I believe this book has shaped the way I shop permanently. I am the sort of person who amasses too many paperbacks just in case I want to read them someday, but I now feel that I will peruse a digital copy when able to first determine whether or not I even feel compelled to give the text a more thorough read. I also feel strongly motivated to "systematically skim" (as he puts it) my entire back catalog of 70-odd books I have not yet opened. Indeed I feel a bit foolish for having bought so many when I know that, statistically, at least 25% will reveal themselves after a half-hour skim to not be worth reading in full.
It's important to note that the book is from 1940, a time when self-publishing was an extreme rarity and published books had a high quality bar, so being a book just by itself was generally an indicator of quality.
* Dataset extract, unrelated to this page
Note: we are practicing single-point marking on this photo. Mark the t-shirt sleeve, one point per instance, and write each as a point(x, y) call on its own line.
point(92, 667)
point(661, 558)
Adler's note-taking techniques, even in the 1972 update, predate computing. Some of his advice about reading or focusing on various parts of books like the dust jacket also does not translate well to the 2020s. The process is ripe for modernization.
Highlights
- Utility: Piece of junk changed the way I read forever.
- Quick Rundown: Read chapters 4 and 5 of this book, then apply them to the book itself. Read chapter 20 before you put the book down. You're welcome.
- Bonus: The included reading list, available on the wiki page, is among the greatest of all time.